I also believe that the area that we were living in was too over populated and there isn’t enough staff. Everyone is too overworked and busy to take notice of the little things. There is also a lot of pressure on quotas etc and at that time the government was having a healthy eating drive and the health vistor wrote down in Ethan’s notes lots of information about his food habits. As I’m sure you are all aware that this is a nation wide problem and not just a problem for our area. 

So what have I learnt from my experience of Ethan’s one year check now that I have the benefit of hindsight. 

We must fight for our children because no one else will. 

All I know is weather it was down to lack of experience or incompetence Ethan was missed. 

Fast forward to Ethan’s two year check. At this point if I should have had any concerns it was the fact that Ethan was non verbal, but he wasn’t just non verbal he didn’t make any noise what-so-ever. Again I was obviously concerned as I was asking people about it in conversation but all children develop differently and I was telling myself he will talk when he is ready. 

My mother-in-law was dropping hints to me asking if Ethan was deaf as she was already concerned that Ethan was showing signs of autism but there was no way she could just come out with that bombshell it was something we had to discover on our own. So I told our new health visitor of her concerns and she referred us for a hearing test and speech therapy. I do also think that autism may have crossed her mind because in her notes she wrote that Ethan makes good eye contact and shows affection something that you possibly wouldn’t expect an autistic child to do, but she didn’t mention anything to me. 

When she left I decided to do a little web research. Now I had done this before but I never stumbled across the information I did that day. I put something along the lines of my two year old isn’t talking and the search results come up with lots of references to autism.  

The bottom fell out of my world!

My beautiful boy couldn’t possibly be autistic. Autistic children don’t like noise, make eye contact, like to be touched my list of what I thought autism was went on and on. 

The more I panicked the more I searched the web. The penny finally dropped when I saw a video on you tube of another little boy ‘playing’ in the garden and looking at him I was watching Ethan. Little did I know that Ethan had so many autistic traits but it was just Ethan’s way we never questioned it and that is the point that I felt sick to my stomach as I knew it was true and everything was starting to make perfect sense! 

I immediately called Darren.

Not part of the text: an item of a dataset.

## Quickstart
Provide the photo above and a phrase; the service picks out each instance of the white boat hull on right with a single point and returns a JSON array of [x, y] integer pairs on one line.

I can’t remember what he said or thought he just listened to me ramble on. I’m sure Darren must have done his own research as I can honestly say I don’t remember Darren ever telling me my fears were silly or wrong so at least we have been on the same page from the start. 

I have been through so many emotions since that day, anger, grief, guilt, fear the list goes on and on which I know its all part of the acceptance process. 

Autism isn’t Ethan, autism is just part of Ethan’s personality. He is an amazing little boy with a fantastic nature and I wouldn’t change him for the world…

*PLEASE NOTE I use the world special as I hate using the term different or even not normal as in every mothers eyes their child will always be perfect is just with autism they learn differently. Ethan will always be my special little boy.

2 thoughts on “The Realisation That Our Son Is Autistic”

  1. I know what you mean about the health visitors. They are so overworked and pushed and every issue you raise they dismiss and make you feel like you are being stupid. Maybe I just had bad experiences, but we had to go around them straight to hospitals and doctors and our silly new baby worries turned out to be extremely serious real issues.

    1. Jane - Our Little Escapades

      I hope your baby is OK and you are getting the help you need now. I’m glad it’s not just me that feels this way, I’m sure it is down to the pressure they are under and cuts in services don’t help! With my daughter I have told the health visitors I had bad experiences with them in the past but they still now don’t have answers to my questions about her. It feels as if people don’t want to commit to anything, and that’s not what you need!